Питер Лейк пожалел, что Беверли не пошла с ним. Он вдруг ощутил такую тоску, у него так защемило в груди, каждый вздох приносил столько сладкой муки, по телу прошла такая горячая дрожь, что ему почудилось, будто переполнявшая его любовь не сможет удержаться в нем и вот-вот прольется наружу.

Он побежал к стене сарая. Беверли там не оказалось, лишь Атанзор мирно жевал сено. В самом сарае ее тоже не было. Он увидел следы, петляющие между скованными морозом соснами, отправился по ним в темноту и вскоре увидел Беверли. Она стояла на склоне холма, сложив руки на груди, и не отрывала взгляда от огней таверны. Издали таверна походила на вырезанный из бумаги кубик, в котором кто-то зажег свечку. Шум отсюда был не слышен, а свет окон казался грустным, будто летел сквозь мрак от давно погасшей звезды. Он видел, что Беверли любуется этим светом, как отблеском в драгоценном камне, мерцающем во всей своей непостижимой красоте. Она казалась фотографом или художником, делающим набросок с натуры. Она боялась зайти в таверну, боялась оказаться среди людей. Ее пугала сама мысль о танце и веселье, и он понял, что посещение городского танцзала может стать для нее куда более серьезным испытанием, чем для него.

Разве в музыке или в танцах есть что-то страшное? Ее же пугало и это, и потому она почла за лучшее оценить царивший в таверне дух, оставаясь снаружи. Эти чувства были хорошо знакомы Питеру Лейку, ведь и сам он нередко пытался судить о том, что происходило в городе, глядя на него со стороны. Нет-нет, конечно же, он не станет звать ее туда, вместо этого он останется рядом с нею.
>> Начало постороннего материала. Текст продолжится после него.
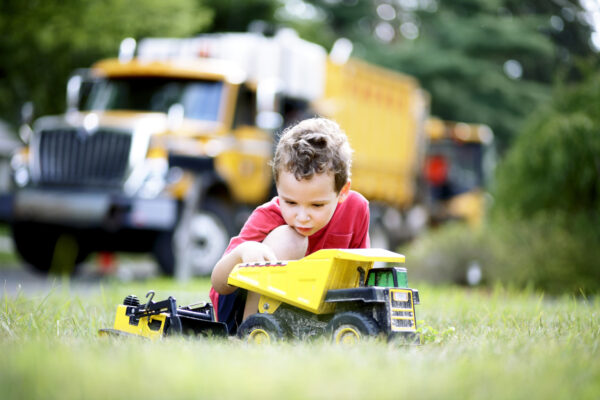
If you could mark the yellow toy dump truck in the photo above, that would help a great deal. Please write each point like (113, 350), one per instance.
(332, 291)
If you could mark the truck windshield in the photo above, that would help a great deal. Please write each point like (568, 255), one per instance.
(464, 163)
(200, 99)
(382, 278)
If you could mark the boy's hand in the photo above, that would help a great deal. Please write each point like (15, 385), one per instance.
(255, 252)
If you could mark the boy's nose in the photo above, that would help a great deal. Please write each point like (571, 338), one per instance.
(302, 216)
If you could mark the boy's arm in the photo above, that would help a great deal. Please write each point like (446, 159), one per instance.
(245, 252)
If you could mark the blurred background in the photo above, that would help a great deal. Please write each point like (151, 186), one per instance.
(138, 133)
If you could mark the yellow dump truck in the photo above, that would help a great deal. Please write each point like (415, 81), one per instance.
(336, 292)
(332, 291)
(165, 148)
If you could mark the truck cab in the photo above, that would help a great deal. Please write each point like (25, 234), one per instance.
(163, 150)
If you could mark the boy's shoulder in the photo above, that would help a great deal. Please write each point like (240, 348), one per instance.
(356, 199)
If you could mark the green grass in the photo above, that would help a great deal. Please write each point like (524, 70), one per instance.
(482, 344)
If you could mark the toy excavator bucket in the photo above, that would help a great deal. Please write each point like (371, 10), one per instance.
(304, 283)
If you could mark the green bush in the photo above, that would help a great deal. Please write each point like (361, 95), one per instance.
(545, 224)
(557, 253)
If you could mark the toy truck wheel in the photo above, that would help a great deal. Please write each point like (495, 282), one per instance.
(262, 329)
(351, 328)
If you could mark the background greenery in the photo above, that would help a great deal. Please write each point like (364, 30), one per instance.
(526, 68)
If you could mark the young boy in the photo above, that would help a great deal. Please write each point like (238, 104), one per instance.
(314, 209)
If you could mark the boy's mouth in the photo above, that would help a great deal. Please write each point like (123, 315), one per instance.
(303, 231)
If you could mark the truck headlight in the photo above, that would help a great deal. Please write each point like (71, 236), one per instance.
(20, 167)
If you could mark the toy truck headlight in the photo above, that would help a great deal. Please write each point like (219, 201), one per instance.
(400, 296)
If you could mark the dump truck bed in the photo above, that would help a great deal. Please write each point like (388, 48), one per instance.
(304, 283)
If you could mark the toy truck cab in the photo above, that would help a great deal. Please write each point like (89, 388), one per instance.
(333, 291)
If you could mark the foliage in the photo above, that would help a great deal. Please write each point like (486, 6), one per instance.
(557, 253)
(555, 163)
(42, 42)
(237, 15)
(490, 61)
(498, 343)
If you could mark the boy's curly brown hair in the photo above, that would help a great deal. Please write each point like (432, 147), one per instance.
(314, 146)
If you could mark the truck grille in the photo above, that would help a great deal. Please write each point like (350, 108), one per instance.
(402, 310)
(73, 157)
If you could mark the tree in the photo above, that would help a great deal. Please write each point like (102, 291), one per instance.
(42, 42)
(489, 61)
(237, 15)
(554, 165)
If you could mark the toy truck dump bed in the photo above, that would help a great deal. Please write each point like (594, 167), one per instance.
(304, 283)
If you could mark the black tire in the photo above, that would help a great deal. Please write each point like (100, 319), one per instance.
(351, 327)
(210, 229)
(48, 250)
(262, 329)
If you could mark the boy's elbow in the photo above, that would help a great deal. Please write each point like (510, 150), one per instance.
(220, 284)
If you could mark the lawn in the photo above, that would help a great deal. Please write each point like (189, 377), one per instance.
(477, 343)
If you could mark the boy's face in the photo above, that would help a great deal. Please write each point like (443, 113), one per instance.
(308, 205)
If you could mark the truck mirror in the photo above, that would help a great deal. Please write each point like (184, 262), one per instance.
(79, 86)
(175, 116)
(27, 111)
(267, 115)
(269, 120)
(73, 90)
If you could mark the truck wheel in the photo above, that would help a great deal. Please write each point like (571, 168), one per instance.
(262, 329)
(47, 250)
(350, 328)
(206, 237)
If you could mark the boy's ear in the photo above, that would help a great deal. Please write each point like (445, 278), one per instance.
(344, 192)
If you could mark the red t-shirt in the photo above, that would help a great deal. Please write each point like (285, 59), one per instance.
(347, 229)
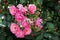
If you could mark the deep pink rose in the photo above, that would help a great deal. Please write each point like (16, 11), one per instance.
(20, 17)
(32, 8)
(20, 34)
(38, 23)
(14, 28)
(25, 24)
(13, 10)
(27, 31)
(22, 9)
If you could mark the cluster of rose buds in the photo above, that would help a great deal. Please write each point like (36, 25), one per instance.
(23, 25)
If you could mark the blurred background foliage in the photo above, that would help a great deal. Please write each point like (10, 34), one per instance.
(49, 12)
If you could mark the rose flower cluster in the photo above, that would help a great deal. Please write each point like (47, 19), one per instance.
(23, 25)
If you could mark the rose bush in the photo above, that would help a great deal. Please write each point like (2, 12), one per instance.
(29, 19)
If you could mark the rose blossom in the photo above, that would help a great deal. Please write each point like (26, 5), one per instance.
(13, 10)
(25, 24)
(38, 23)
(14, 28)
(27, 31)
(21, 8)
(20, 17)
(32, 8)
(20, 34)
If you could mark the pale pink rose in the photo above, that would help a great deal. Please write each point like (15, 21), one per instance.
(38, 21)
(20, 34)
(27, 31)
(14, 28)
(20, 17)
(25, 24)
(13, 10)
(19, 6)
(23, 10)
(32, 8)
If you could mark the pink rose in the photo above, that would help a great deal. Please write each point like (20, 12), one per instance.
(13, 10)
(27, 31)
(20, 34)
(22, 9)
(20, 17)
(14, 28)
(25, 24)
(19, 6)
(38, 23)
(32, 8)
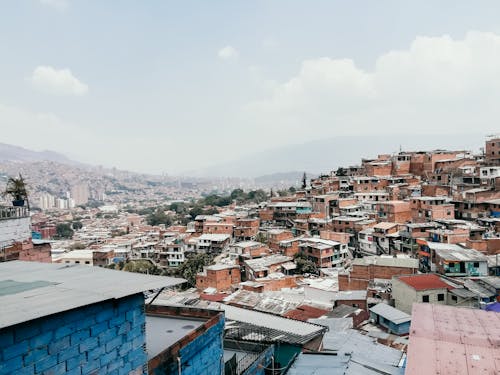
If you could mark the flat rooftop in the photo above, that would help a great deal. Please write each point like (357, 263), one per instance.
(31, 290)
(453, 340)
(164, 331)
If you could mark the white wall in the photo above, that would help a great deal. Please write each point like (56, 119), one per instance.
(14, 230)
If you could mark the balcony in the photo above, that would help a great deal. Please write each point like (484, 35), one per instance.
(11, 212)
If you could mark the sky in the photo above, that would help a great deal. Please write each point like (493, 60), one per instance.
(169, 87)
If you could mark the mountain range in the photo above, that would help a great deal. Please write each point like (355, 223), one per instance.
(289, 162)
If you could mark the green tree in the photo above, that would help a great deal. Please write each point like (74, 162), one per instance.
(159, 217)
(192, 266)
(304, 265)
(77, 225)
(63, 230)
(141, 266)
(341, 172)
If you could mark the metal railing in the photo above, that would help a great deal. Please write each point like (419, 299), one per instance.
(12, 212)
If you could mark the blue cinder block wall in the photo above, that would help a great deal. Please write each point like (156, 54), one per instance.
(203, 355)
(103, 338)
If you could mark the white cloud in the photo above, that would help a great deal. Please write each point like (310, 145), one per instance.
(228, 53)
(58, 82)
(60, 5)
(437, 85)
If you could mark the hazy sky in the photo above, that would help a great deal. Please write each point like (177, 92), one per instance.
(162, 86)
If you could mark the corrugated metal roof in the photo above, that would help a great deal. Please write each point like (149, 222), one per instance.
(56, 288)
(423, 282)
(390, 313)
(304, 331)
(452, 340)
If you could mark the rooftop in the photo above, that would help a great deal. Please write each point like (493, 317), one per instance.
(30, 290)
(384, 261)
(390, 313)
(452, 340)
(424, 282)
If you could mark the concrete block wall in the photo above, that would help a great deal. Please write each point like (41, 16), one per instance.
(103, 338)
(15, 230)
(203, 355)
Он подошел поближе. Беверли смутилась, однако, заглянув ему в глаза, увидела, что он наконец-таки понял ее.

Какое-то время они молча смотрели на детей, поглощенных игрой в «уточку», и на заснувшего возле стены Гарри, который походил сейчас на изнуренного непосильной работой средневекового поваренка. Затем Питер Лейк умыкнул детишек из таверны, усадил их в сани и повез на восток, тонувший в кромешной тьме. Беверли, закутавшись в шубу, пила маленькими глотками свой коктейль. На сей раз Атанзор скакал тише, хотя и не уступал в скорости курьерскому поезду.

Над ними по холодному, усыпанному звездами небу смущенно ползли темные тучи, издававшие такие странные звуки, что люди задирали головы и подолгу смотрели в стрекочущее, потрескивающее, постукивающее звездное море.

Атанзор двигался в такт этому ритмичному дыханию небесных далей. Да, он хотел вернуться в свое теплое стойло, но владело им сейчас чувство куда более высокое. Он спешил к какой-то немыслимо далекой цели, он скакал по каким-то своим, неведомым им дорогам. Движения его становились все легче и легче, все увереннее и увереннее, все прекраснее и прекраснее. Казалось, еще немного – и он покинет пределы этого мира.